Non ce lo si aspettava proprio, ma sembra che i preferiti siano rimasti l’unica certezza su questi schermi. Quindi, in mancanza di meglio, eccoli qui.

  • Genova. Non ci eri mai stata e ti è sembrata bellissima, ha superato di molto le aspettative.
  • La focaccia.
  • “L’estate del cane bambino” di Tofanello/Pistacchio e “Il grande animale” di Di Fronzo. La letteratura italiana non è morta.

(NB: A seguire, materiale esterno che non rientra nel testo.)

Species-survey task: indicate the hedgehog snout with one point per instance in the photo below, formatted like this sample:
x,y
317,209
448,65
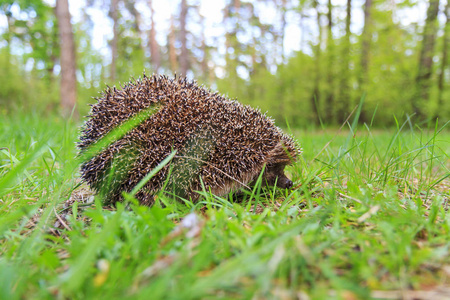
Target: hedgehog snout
x,y
284,182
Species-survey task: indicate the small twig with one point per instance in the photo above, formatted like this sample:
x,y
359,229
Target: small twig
x,y
61,220
351,198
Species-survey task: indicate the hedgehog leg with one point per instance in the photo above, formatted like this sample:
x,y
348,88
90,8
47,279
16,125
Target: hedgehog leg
x,y
275,174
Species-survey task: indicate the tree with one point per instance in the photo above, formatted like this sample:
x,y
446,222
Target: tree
x,y
67,59
155,57
444,59
315,97
173,62
114,51
184,56
329,98
344,95
365,51
426,60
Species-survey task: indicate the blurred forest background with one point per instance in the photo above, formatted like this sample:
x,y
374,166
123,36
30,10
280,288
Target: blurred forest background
x,y
345,49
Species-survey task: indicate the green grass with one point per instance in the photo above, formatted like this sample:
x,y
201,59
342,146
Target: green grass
x,y
367,219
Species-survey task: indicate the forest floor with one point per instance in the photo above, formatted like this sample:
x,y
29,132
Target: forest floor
x,y
367,219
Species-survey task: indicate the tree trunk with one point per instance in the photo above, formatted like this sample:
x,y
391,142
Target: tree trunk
x,y
283,28
343,104
365,50
204,62
426,60
67,60
444,63
172,50
155,57
315,97
114,17
329,103
184,57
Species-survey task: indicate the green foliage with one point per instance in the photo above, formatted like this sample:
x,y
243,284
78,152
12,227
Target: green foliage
x,y
368,212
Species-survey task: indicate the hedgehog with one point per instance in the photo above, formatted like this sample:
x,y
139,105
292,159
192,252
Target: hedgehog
x,y
221,145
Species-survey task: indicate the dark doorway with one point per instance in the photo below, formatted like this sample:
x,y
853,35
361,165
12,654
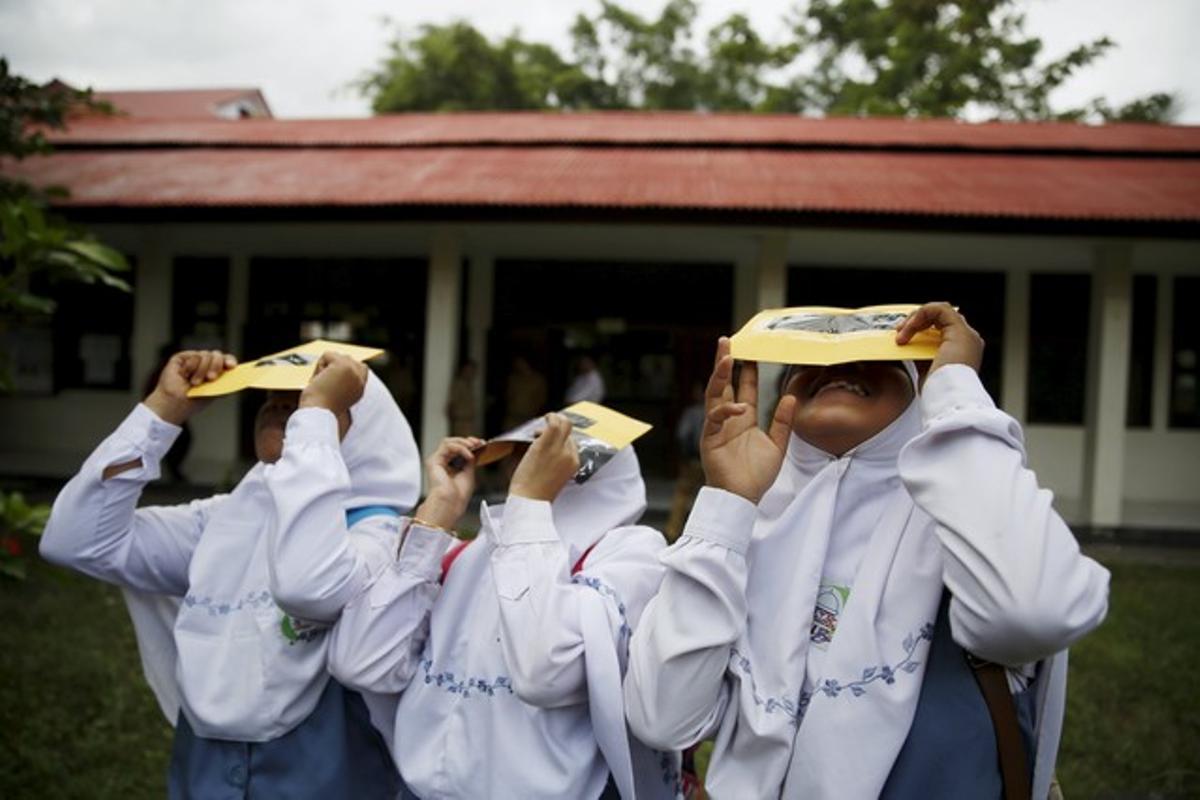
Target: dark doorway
x,y
651,328
363,300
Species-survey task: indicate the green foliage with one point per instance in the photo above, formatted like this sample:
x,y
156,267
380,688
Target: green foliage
x,y
21,524
34,241
879,58
77,720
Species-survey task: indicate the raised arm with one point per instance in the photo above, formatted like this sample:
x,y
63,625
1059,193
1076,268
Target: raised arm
x,y
675,690
95,525
318,558
377,642
540,615
1020,588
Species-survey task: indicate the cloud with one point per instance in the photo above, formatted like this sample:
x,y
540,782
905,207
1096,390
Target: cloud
x,y
303,53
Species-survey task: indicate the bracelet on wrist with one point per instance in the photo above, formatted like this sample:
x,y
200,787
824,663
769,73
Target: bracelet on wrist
x,y
431,525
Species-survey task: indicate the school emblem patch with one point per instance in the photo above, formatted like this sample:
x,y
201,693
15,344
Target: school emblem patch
x,y
831,601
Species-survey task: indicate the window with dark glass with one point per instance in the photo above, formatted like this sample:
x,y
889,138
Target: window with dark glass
x,y
199,294
1060,313
91,335
1186,354
373,301
1139,409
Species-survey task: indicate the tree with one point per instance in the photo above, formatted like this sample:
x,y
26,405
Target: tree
x,y
35,242
887,58
941,58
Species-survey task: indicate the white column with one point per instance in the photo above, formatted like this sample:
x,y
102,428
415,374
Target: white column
x,y
442,317
1108,379
771,276
216,431
745,290
151,310
1161,385
1015,368
480,282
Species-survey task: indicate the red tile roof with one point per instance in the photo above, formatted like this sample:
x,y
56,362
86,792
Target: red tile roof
x,y
725,164
177,103
635,128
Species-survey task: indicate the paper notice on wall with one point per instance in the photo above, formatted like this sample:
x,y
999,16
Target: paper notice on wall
x,y
599,432
821,335
287,370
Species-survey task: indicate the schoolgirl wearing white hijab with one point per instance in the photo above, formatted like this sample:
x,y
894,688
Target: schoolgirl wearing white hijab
x,y
509,669
815,609
243,675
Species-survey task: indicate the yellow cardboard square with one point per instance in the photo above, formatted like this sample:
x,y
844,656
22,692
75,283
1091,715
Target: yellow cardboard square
x,y
287,370
821,335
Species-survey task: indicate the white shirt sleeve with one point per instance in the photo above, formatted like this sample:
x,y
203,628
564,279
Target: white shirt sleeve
x,y
1020,588
96,528
676,691
376,643
539,597
316,564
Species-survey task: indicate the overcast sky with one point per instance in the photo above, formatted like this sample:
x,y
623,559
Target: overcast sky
x,y
303,53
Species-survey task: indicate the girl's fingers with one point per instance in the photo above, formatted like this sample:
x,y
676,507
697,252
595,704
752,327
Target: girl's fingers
x,y
748,384
719,390
719,414
781,422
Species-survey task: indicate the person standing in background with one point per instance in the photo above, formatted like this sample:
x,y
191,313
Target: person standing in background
x,y
588,385
461,402
525,394
691,473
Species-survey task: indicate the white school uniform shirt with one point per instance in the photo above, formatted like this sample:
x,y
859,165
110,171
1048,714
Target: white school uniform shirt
x,y
510,686
239,665
946,501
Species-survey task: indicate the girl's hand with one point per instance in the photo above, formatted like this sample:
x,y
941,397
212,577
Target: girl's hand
x,y
738,456
551,461
960,342
450,487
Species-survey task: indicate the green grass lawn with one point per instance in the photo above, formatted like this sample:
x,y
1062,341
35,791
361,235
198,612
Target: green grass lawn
x,y
77,720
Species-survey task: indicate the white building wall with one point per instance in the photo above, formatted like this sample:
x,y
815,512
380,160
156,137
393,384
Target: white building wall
x,y
49,435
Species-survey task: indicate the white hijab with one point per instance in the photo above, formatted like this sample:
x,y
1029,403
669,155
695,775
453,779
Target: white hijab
x,y
227,661
467,611
832,725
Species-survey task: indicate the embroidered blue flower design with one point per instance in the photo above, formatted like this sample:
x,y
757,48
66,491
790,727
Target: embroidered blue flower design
x,y
769,704
611,594
252,601
887,673
467,687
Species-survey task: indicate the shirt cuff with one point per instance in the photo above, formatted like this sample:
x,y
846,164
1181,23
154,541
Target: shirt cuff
x,y
951,389
147,432
312,426
526,522
423,549
723,518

  • La mostra fotografica “War is over” alla Forma, insieme a Stear, per sfruttare un suo biglietto giornaliero del tram.
  • Trovare “I pescatori”, finalista al Man Booker Prize, appena pubblicato nella sezione “nuovi al 40%” del Libraccio.
  • Una serata carbonara a parlare di libri.
  • L’ombretto in crema “Bakery” di Nabla.
  • Il blush in crema 04 della collezione Romantic Rebel (o era Rebel Romantic?) di Kiko. Non riesci più a usare nessun altro blush.
  • “Pasta madre” di Riccardo Astolfi. Hai già fatto due ricette, che per i tuoi canoni sono un sacco.
  • La torta di carote, fatta da te, con mille varianti di ricette diverse.